How do you evaluate this integral $I =\int_{0}^{1}x^{m-n}(x^2-1)^n dx$ Assuming $m \geq n$   (not necessary integers)
How do I calculate this integral $I =\int_{0}^{1}x^{m-n}(x^2-1)^n dx$ ?
I have tried using binomial series and then integrated each term. 
I got $\sum_{k=0}^{\infty}\frac{1}{m+n+1-2k}\binom{n}{k}$,
but I don't know how to tackle series of this kind. 

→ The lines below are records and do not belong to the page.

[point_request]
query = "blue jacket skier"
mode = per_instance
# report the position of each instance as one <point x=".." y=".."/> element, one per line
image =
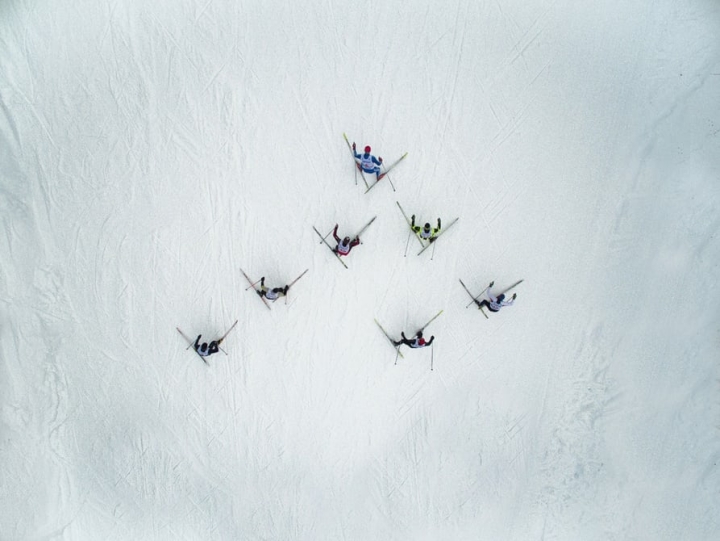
<point x="367" y="162"/>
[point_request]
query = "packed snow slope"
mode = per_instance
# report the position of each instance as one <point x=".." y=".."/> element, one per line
<point x="149" y="150"/>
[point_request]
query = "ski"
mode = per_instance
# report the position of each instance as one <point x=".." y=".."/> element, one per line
<point x="397" y="348"/>
<point x="352" y="153"/>
<point x="439" y="234"/>
<point x="330" y="247"/>
<point x="387" y="170"/>
<point x="417" y="235"/>
<point x="255" y="290"/>
<point x="192" y="343"/>
<point x="428" y="323"/>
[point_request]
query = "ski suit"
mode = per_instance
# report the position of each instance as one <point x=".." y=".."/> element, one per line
<point x="271" y="294"/>
<point x="204" y="349"/>
<point x="344" y="249"/>
<point x="416" y="342"/>
<point x="427" y="234"/>
<point x="367" y="162"/>
<point x="495" y="303"/>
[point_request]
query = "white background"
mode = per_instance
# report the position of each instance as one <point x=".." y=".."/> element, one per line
<point x="149" y="150"/>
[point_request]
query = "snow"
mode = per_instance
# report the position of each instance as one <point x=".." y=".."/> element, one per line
<point x="151" y="150"/>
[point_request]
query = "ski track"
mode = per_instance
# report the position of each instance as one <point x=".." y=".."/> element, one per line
<point x="151" y="154"/>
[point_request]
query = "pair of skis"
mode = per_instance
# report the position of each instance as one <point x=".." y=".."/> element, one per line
<point x="425" y="244"/>
<point x="191" y="342"/>
<point x="382" y="175"/>
<point x="323" y="240"/>
<point x="262" y="298"/>
<point x="476" y="297"/>
<point x="397" y="348"/>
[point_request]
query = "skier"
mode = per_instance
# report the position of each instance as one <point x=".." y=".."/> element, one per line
<point x="345" y="245"/>
<point x="495" y="303"/>
<point x="271" y="294"/>
<point x="428" y="233"/>
<point x="367" y="162"/>
<point x="205" y="350"/>
<point x="417" y="342"/>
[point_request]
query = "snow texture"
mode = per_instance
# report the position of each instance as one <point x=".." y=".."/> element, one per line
<point x="149" y="150"/>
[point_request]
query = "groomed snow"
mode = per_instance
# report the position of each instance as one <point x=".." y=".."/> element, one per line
<point x="149" y="150"/>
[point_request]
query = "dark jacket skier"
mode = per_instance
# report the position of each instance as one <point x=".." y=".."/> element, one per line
<point x="416" y="342"/>
<point x="271" y="294"/>
<point x="345" y="245"/>
<point x="495" y="303"/>
<point x="205" y="350"/>
<point x="426" y="232"/>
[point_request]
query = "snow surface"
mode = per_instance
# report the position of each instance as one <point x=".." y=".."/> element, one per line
<point x="149" y="150"/>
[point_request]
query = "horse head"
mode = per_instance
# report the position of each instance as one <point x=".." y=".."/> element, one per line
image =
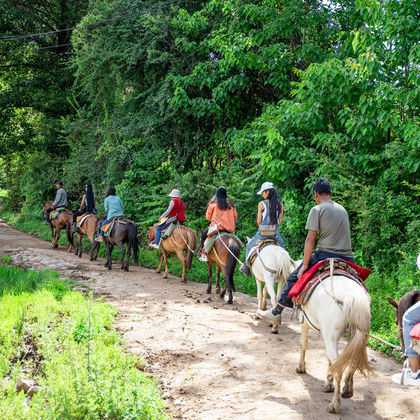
<point x="408" y="300"/>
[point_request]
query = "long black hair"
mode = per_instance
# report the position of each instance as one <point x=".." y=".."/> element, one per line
<point x="90" y="198"/>
<point x="274" y="206"/>
<point x="111" y="191"/>
<point x="223" y="202"/>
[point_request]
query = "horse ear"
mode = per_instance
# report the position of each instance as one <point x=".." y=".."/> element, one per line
<point x="392" y="302"/>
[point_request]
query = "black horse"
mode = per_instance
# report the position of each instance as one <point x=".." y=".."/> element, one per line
<point x="123" y="232"/>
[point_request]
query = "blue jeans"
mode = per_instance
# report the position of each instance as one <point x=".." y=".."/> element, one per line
<point x="317" y="256"/>
<point x="106" y="221"/>
<point x="411" y="317"/>
<point x="257" y="238"/>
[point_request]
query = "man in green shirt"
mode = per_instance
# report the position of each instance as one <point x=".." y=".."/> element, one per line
<point x="329" y="222"/>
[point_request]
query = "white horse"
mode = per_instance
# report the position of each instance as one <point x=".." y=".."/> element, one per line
<point x="272" y="265"/>
<point x="336" y="304"/>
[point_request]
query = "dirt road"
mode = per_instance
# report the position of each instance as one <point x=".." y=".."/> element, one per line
<point x="213" y="360"/>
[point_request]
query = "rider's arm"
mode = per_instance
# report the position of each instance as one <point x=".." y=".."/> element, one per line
<point x="281" y="215"/>
<point x="167" y="212"/>
<point x="259" y="215"/>
<point x="309" y="247"/>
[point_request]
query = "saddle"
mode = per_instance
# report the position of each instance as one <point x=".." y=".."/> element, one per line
<point x="56" y="212"/>
<point x="253" y="253"/>
<point x="415" y="338"/>
<point x="169" y="230"/>
<point x="303" y="288"/>
<point x="209" y="242"/>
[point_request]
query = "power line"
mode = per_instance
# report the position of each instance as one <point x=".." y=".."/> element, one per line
<point x="117" y="18"/>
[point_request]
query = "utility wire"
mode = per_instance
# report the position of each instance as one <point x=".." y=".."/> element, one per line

 A: With substitution $x^2=t$ :
\begin{align}
I 
&= \int_{0}^{1}x^{m-n}(x^2-1)^n dx \\
&= \dfrac12(-1)^n\int_{0}^{1}t^{\frac12(m-n-1)}(1-t)^n dx \\
&= \dfrac12(-1)^n\beta(\dfrac{m-n+1}{2},n+1) \\
&= \dfrac12(-1)^n\dfrac{\Gamma(\dfrac{m-n+1}{2})\Gamma(n+1)}{\Gamma(\dfrac{m+n+3}{2})}
\end{align}
where $\beta(x,y)$ is Beta function.
A: Let $x=\sin(t)$ to get
$$I =\int_{0}^{1}x^{m-n}(x^2-1)^n\, dx=(-1)^n\int_{0}^{\frac \pi 2}\cos^{2n+1}(t)\sin^{m-n}(t)\,dt$$ and try reduction formulae.
You must take care that, for getting a real result, $n$ must be an integer; otherwise, the result will be a complex number (which perfectly evaluate). Fo example, using $m=\pi$ and $n=e$, using 
$$I_{m,n}=(-1)^n\frac{ \Gamma (n+1) \Gamma \left(\frac{m-n+1}{2} \right)}{2\, \Gamma
   \left(\frac{m+n+3}{2} \right)}$$ as given by MyGlasses in his/her answer, we should get 
$$I_{\pi,e}=(-1)^e \frac{ \Gamma (e+1) \Gamma \left(\frac{\pi-e+1}{2} \right)}{2\, \Gamma
   \left(\frac{\pi+e+3}{2} \right)}=(-0.633256+0.773943\, i)\times 0.258234$$